Taken together, his assessment points to a paradox: Iran may be more motivated than ever to pursue nuclear capability, even as its ability to do so has been degraded by military strikes.
That tension complicates any claim that diplomacy alone has resolved the nuclear threat.
Regional shifts and Iran’s influence
Beyond the nuclear and economic fronts, regional dynamics suggest Iran’s position may be shifting — though not collapsing.
One of the most significant developments has been direct diplomatic engagement between Lebanon and Israel, a move that signals potential decoupling from Tehran’s influence.

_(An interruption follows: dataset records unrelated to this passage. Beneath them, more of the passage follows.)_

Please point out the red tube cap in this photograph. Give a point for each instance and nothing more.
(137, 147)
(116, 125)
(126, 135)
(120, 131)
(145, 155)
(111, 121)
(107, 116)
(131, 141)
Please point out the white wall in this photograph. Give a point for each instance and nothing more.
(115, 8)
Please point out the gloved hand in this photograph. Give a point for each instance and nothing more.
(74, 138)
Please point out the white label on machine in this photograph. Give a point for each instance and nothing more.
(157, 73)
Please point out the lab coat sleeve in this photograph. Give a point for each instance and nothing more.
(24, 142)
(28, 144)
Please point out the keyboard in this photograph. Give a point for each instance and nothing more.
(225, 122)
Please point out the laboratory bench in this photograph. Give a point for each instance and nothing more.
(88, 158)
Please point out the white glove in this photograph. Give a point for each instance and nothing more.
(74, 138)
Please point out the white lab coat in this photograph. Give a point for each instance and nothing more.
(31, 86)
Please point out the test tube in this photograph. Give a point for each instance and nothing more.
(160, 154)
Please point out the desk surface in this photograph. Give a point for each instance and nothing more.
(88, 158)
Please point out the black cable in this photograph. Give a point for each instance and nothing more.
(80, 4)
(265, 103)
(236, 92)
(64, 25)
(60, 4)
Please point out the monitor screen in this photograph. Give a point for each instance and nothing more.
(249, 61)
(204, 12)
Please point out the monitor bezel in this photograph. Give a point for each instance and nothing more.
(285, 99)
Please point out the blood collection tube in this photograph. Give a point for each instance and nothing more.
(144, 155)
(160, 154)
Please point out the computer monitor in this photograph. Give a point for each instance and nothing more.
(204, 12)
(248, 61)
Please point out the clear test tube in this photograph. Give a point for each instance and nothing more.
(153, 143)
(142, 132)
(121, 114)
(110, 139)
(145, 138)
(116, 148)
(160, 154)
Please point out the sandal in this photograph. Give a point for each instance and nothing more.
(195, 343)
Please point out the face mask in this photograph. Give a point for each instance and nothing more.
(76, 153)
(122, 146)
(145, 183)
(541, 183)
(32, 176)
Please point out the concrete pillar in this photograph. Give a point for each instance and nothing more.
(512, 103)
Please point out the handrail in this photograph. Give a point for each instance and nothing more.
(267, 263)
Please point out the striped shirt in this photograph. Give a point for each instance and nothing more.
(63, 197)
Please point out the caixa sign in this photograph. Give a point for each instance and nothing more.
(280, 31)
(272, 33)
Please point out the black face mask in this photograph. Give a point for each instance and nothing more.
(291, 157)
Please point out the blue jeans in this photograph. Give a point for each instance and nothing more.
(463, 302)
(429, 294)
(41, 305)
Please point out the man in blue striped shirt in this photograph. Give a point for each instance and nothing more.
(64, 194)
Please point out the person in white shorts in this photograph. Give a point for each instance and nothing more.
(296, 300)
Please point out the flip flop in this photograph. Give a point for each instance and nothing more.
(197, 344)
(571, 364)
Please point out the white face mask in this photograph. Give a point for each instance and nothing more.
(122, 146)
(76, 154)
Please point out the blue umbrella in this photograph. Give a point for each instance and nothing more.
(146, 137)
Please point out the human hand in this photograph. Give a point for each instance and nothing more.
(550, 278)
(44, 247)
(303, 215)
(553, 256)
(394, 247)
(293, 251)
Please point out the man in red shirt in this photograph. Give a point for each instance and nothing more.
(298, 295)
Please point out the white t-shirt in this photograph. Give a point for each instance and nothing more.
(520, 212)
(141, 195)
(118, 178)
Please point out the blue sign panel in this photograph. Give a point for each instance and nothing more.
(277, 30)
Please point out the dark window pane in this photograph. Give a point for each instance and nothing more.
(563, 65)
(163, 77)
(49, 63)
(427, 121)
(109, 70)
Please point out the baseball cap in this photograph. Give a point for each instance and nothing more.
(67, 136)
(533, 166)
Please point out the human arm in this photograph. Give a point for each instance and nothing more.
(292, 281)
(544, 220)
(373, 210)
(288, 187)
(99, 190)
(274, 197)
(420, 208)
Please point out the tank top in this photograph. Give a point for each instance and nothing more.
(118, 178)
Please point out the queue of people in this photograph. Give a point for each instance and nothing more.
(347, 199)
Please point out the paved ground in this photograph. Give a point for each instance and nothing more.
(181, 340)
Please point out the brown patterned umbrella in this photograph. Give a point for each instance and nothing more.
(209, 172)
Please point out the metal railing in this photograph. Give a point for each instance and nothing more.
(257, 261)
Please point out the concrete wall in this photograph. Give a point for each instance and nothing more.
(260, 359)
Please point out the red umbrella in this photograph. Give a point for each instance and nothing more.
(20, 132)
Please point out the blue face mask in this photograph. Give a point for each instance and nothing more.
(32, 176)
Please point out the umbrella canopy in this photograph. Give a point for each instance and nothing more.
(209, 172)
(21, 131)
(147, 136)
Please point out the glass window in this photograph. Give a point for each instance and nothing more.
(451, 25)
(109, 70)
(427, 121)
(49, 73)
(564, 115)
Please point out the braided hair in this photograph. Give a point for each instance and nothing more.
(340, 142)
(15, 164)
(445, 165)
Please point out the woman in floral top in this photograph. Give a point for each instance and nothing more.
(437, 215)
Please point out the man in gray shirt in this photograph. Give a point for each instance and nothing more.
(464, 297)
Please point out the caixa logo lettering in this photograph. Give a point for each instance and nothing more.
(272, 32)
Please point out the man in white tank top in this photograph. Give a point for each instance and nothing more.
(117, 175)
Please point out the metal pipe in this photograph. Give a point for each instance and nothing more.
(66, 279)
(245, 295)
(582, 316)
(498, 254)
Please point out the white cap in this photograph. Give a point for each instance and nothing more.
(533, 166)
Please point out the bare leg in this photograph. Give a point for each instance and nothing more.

“This was the first time that the United States recognizes that the government of Lebanon is sovereign enough and adult enough to sit in face-to-face talks bilaterally without Saudis or Iranians or Syrians or anybody else in the room,” said Hussain Abdul Hussain, a research fellow at the Foundation for Defense of Democracies and author of the Arab Case for Israel.
A newly agreed ceasefire between Israel and Lebanon is set to last 10 days, with the possibility of being “extended by mutual agreement” if negotiations show progress
That shift challenges one of Iran’s long-standing pillars of regional power: its network of proxy forces.
For years, Lebanon has effectively been treated as an extension of Iran’s regional strategy through Hezbollah. But the current talks — taking place independently of Tehran — suggest a possible shift toward decoupling.
Abdul Hussain underscored that divide more directly, describing how Lebanon’s leadership is increasingly asserting its independence from Iran’s negotiations.
“You do you, we do Lebanon,” he said, characterizing the government’s stance as separate from Tehran’s diplomatic track.
A moment of uncertainty
Taken together, the developments across Hormuz, the nuclear file and the regional landscape point to a single conclusion: it is too early to declare a winner.
The United States has demonstrated its ability to impose pressure — militarily and economically — while Iran has shown it can still adapt, sustain revenue and shape the narrative.
For now, the outcome is not defined by victory, but by how long each side can sustain the pressure before it breaks.